She met him, Mrs. Pocock, on this, with an arrest of speech—with a certain breathlessness, as he immediately fancied, on the score of a freedom for which she wasn't quite prepared. It had flared up—for all the harm he had intended by it—because, confoundedly, he didn't want any more to be afraid about her than he wanted to be afraid about Madame de Vionnet. He had never, naturally, called her anything but Sarah at home, and though he had perhaps never quite so markedly invoked her as his "dear," that was somehow partly because no occasion had hitherto laid so effective a trap for it. But something admonished him now that it was too late—unless indeed it were possibly too early; and that he at any rate shouldn't have pleased Mrs. Pocock the more by it. "Well, Mr. Strether—!" she murmured with vagueness, yet with sharpness, while her crimson spot burned a trifle brighter and he was aware that this must be for the present the limit of her response. Madame de Vionnet had already, however, come to his aid, and Waymarsh, as if for further participation, moved again back to them. It was true that the aid rendered by Madame de Vionnet was questionable; it was a sign that, for all one might confess to with her, and for all she might complain of not enjoying, she could still insidiously show how much of the material of conversation had accumulated between them.

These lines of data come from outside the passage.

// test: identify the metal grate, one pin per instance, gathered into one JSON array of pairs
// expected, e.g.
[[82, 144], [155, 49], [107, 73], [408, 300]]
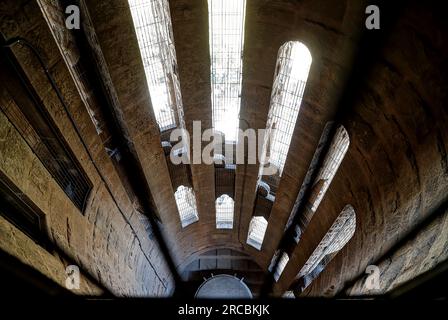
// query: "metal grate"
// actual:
[[335, 239], [333, 159], [226, 21], [281, 266], [293, 64], [257, 230], [186, 204], [152, 25], [38, 129], [224, 212]]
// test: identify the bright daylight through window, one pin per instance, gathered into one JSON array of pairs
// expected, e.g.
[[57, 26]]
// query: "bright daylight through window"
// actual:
[[186, 204], [226, 21], [293, 65], [152, 25]]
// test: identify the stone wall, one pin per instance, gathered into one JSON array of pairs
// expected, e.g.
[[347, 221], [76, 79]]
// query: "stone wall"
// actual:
[[111, 240]]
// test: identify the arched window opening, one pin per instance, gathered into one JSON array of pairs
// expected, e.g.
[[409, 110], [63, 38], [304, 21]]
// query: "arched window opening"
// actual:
[[224, 212], [336, 238], [257, 230], [281, 266], [293, 65], [226, 22], [152, 23], [333, 159], [186, 204]]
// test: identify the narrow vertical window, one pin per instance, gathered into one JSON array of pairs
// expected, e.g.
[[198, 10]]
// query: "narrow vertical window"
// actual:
[[281, 266], [186, 204], [226, 30], [224, 212], [336, 238], [257, 230], [153, 28], [333, 159], [293, 65]]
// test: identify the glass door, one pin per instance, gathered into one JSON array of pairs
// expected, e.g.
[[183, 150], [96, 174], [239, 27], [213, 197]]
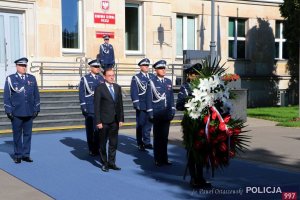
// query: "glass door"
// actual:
[[11, 43]]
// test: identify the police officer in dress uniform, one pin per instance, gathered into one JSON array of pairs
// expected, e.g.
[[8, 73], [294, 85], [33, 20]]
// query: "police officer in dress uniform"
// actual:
[[138, 89], [195, 169], [22, 105], [161, 110], [87, 86], [106, 54]]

"The real truth is, you know, that you sacrifice one without mercy to dear old Maria. She leaves no room in your life for anybody else. Do you know," she enquired of Mrs. Pocock, "about dear old Maria? The worst is that Miss Gostrey is really a wonderful woman."

"Oh yes indeed," Strether answered for her, "Mrs. Pocock knows about Miss Gostrey. Your mother, Sarah, must have told you about her; your mother knows everything," he sturdily pursued. "And I cordially admit," he added with his conscious gaiety of courage, "that she's as wonderful a woman as you like."

"Ah it isn't I who 'like,' dear Mr. Strether, anything to do with the matter!" Sarah Pocock promptly protested; "and I'm by no means sure I have—from my mother or from any one else—a notion of whom you're talking about."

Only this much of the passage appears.